After his return from Palestine, Abdul Nasser was appointed instructor at the Army Staff College. The Free Officers resumed their activism and formed an executive committee headed by Abdul Nasser who was elevated to the rank of Colonel in 1951. They participated secretly in the guerilla attacks launched against the British in the Suez Canal zone and published and distributed leaflets urging the reorganization of the army, armament and training and calling on the rulers to stop squandering the resources of the nation and to raise the standard of living of the poor, all of which happened before the eruption of the dreadful events in 1952. 
Clashes between the British forces and the policemen in the city of Ismailia resulted in the shooting dead of  40 Egyptian policemen and sparked a series of wide-scale riots that swept across Cairo the next day leaving 76 people dead.  In response, the Movement of the Free Officers was actively involved in abolishing the constitutional monarchy and establishing a democratic republic. To this end, Free Officers planned to overthrow the monarchy and chose Muhammad Naguib to be the nominal leader of the July Revolution in 1952. The Free Officers seized all government premises, radio stations and police stations and took control of the Army Command headquarters in Cairo. After a series of internal and external failures and having flipped back and forth between the Axis powers and the Allies during the Second World War, King Farouq was coerced to step down and leave the country. The monarchy was thus abolished and Egypt was declared an independent republic headed by Muhammad Naguib, who also served as Prime Minister. Gamal Abdul Nasser was Deputy Prime Minister and Minister of the Interior in the new government but surrendered the latter post to Zakariya Muhieddine. 
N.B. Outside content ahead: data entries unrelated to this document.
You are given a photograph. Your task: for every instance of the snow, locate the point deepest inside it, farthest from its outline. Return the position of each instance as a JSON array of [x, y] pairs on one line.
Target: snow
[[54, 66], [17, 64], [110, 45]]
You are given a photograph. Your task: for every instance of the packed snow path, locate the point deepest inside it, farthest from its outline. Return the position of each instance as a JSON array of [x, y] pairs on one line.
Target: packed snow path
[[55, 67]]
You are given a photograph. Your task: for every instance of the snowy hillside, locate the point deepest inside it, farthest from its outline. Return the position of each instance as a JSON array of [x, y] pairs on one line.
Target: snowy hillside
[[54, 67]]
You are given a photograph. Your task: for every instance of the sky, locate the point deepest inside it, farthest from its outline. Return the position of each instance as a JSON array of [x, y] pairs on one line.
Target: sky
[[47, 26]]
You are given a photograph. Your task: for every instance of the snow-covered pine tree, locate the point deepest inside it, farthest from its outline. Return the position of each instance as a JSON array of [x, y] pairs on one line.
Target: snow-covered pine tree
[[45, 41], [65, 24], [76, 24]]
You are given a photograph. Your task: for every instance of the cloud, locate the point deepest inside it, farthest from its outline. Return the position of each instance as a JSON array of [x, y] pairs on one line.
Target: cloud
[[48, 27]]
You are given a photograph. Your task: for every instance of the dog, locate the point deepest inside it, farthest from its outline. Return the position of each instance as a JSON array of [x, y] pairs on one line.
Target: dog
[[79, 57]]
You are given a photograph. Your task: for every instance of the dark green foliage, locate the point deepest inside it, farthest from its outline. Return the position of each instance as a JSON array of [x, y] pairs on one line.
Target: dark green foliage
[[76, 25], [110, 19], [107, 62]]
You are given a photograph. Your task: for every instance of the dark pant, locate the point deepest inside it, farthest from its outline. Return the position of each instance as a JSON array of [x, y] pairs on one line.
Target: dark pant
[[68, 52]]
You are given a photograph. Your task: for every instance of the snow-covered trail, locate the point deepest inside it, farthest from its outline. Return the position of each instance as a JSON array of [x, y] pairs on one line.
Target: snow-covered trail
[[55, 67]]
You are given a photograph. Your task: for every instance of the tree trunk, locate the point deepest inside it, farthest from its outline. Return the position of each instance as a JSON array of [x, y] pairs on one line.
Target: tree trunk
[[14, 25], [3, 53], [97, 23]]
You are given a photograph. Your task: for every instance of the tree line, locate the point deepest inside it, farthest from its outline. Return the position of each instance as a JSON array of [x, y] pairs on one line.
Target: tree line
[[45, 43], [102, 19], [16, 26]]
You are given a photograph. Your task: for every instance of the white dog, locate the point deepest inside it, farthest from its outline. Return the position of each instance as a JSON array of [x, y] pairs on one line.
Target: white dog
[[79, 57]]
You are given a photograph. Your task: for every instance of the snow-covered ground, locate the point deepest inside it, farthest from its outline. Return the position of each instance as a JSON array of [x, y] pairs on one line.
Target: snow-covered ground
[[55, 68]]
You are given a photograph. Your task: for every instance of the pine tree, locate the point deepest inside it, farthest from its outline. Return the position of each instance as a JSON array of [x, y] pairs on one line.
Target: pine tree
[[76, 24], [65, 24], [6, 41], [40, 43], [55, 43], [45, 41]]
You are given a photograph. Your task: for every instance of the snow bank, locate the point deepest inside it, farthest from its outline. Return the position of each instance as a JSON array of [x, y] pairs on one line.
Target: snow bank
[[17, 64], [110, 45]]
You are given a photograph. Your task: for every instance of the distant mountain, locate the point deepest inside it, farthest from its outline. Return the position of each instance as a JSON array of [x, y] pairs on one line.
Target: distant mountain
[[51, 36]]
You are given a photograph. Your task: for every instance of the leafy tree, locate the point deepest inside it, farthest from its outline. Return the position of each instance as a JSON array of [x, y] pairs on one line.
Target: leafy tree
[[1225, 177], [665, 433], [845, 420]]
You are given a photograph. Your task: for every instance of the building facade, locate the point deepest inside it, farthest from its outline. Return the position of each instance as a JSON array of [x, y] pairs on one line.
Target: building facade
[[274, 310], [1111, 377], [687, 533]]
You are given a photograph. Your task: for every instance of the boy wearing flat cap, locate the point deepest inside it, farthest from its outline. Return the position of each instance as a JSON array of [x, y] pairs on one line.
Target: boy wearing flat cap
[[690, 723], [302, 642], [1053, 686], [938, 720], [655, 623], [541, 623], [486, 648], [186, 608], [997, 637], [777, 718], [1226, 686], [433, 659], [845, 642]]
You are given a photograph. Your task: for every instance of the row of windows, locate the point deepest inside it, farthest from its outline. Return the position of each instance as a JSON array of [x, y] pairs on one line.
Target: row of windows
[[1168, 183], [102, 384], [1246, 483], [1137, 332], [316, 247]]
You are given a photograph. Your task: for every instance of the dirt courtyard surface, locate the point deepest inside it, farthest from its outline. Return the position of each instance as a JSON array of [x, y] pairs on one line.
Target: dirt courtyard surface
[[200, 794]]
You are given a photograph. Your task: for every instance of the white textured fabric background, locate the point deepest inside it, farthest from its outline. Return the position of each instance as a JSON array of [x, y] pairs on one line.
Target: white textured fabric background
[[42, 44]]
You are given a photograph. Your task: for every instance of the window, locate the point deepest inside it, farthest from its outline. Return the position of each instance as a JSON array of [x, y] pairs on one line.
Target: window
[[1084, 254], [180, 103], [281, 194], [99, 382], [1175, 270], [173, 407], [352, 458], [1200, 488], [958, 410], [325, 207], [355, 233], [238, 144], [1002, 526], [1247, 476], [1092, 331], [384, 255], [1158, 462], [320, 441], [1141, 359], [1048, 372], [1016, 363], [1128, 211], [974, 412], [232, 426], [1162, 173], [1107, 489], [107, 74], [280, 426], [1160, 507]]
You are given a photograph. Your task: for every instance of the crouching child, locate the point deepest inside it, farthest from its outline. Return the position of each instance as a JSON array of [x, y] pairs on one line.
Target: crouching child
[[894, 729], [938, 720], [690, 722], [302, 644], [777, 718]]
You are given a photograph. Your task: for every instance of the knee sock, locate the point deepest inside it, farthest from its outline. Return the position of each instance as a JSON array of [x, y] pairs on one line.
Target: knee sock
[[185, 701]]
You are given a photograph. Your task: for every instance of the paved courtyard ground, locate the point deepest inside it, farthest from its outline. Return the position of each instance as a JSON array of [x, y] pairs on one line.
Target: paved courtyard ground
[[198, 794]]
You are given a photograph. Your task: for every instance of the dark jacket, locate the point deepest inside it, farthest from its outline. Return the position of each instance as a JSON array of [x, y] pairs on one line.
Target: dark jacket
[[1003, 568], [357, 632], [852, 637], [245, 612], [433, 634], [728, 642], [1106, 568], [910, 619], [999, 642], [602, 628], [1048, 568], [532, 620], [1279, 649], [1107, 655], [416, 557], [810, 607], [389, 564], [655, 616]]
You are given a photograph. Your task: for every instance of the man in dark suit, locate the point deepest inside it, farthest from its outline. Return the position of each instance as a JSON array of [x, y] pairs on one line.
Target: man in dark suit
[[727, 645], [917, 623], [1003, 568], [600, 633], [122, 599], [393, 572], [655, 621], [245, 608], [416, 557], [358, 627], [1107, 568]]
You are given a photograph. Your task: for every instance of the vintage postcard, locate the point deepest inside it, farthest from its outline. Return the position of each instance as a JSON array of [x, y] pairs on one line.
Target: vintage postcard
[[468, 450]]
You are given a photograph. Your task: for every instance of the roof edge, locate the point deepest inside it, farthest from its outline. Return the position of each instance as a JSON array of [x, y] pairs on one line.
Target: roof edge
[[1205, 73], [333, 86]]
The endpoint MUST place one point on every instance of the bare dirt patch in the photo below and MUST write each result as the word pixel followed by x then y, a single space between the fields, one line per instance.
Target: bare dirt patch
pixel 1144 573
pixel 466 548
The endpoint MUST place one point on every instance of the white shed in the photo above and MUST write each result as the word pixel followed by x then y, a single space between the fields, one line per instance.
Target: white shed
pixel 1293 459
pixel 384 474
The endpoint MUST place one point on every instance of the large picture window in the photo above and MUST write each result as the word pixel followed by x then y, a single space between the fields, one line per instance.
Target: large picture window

Amid deepening disputes with the members of the Revolutionary Command Council, Muhammad Naguib resigned from his post in February 1954. Gamal Abdul Nasser took over Naguib’s post and became both Head of the Council and Prime Minister before the 1954 Muslim Brotherhood-led attempt on his life while he was delivering a speech at El-Manshiya Square in Alexandria. Investigations into the assassination attempt revealed that Muhammad Naguib was in touch with the Muslim Brotherhood and was planning to support them should they succeed in overthrowing the regime. Consequently, the Revolutionary Command Council dismissed Naguib from all his posts and the presidential seat fell vacant until a popular referendum held according to the new Constitution on June 24, 1956 resulted in the election of Gamal Abdul Nasser as President of the Republic.
On September 28, 1970, the 52-year old Gamal Abdul Nasser suffered a heart attack upon his return from the Cairo Summit to end the Black September conflict between the Jordanian authorities and the Palestinian organizations. After eighteen years in power, Abdul Nasser, who exemplified anti-imperialist Arab unity, bid farewell to four million Egyptians on the first of October 1970, and handed power to his deputy Mohammad Anwar Sadat.